To specify your own list of cases and controls:

  • using case ids only

settings().patients.spec = pd.Series(1, index=case_ids)

  • using case and control ids

settings().patients.spec = pd.concat([pd.Series(1, index=case_ids), pd.Series(0, index=control_ids)])

To set minimum number of training cases to 0, default 100

settings().analysis.min_cases = 0

To specify control subset for training XGBoost

settings().patients.training_controls = <list of control ids>

To specify control subset for performing collapsing analysis

settings().patients.collapsing_controls = <list of control ids>

To remove certain subjects from analysis.

settings().patients.used_subjects = list(set(settings().patients.used_subjects).difference(<list of subject ids to exclude>)

To perform low power collapsing analysis (only on subjects with Olink or NMR metabolomics data, for example, and not the entire UKB cohort)

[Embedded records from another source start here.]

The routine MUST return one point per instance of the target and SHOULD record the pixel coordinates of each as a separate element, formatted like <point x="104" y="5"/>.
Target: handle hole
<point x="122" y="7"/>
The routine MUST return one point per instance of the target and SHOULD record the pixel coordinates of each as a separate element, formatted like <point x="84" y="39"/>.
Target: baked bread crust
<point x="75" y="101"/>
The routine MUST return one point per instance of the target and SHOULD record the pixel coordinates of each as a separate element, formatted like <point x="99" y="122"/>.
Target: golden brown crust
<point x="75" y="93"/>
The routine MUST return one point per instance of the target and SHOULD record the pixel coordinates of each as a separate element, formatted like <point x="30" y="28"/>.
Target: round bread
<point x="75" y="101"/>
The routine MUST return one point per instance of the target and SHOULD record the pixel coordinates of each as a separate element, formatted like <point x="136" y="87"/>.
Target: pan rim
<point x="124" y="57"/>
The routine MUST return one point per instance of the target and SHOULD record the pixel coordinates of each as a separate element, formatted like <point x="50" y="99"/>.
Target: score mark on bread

settings().analysis.collapsing_on_data_index = True

Features

To run MILTON on a subset of proteins:

settings().features.olink = <list of olink protein names such as ['C2', 'TNF']>

To add extra features from UKB based on their field ids:

settings().features.ukb_custom = [21025, 21027] #UKB field IDs for additional 7 features

Custom feature imputation

settings().preproc.na_imputation_extra = {
            'Testosterone': GenderSpecNAStrategy(males='median', females='median'),
            Col.RHEUMATOID_FACTOR: ('constant', 0.0),
            Col.OESTRADIOL: GenderSpecNAStrategy(males=36.71, females=110.13),
            'Had menopause': CategoricalNAStrategy(),
            'Smoking status': CategoricalNAStrategy(),
            'Age when periods started (menarche)': ('constant', -5), 
            'Age at first live birth': ('constant', -5),
        }

Feature Selection with Boruta

MILTON ships with version 0.4 of boruta_py package since it cannot as of July 2024 be installed with pip. The implementation is included verbatim.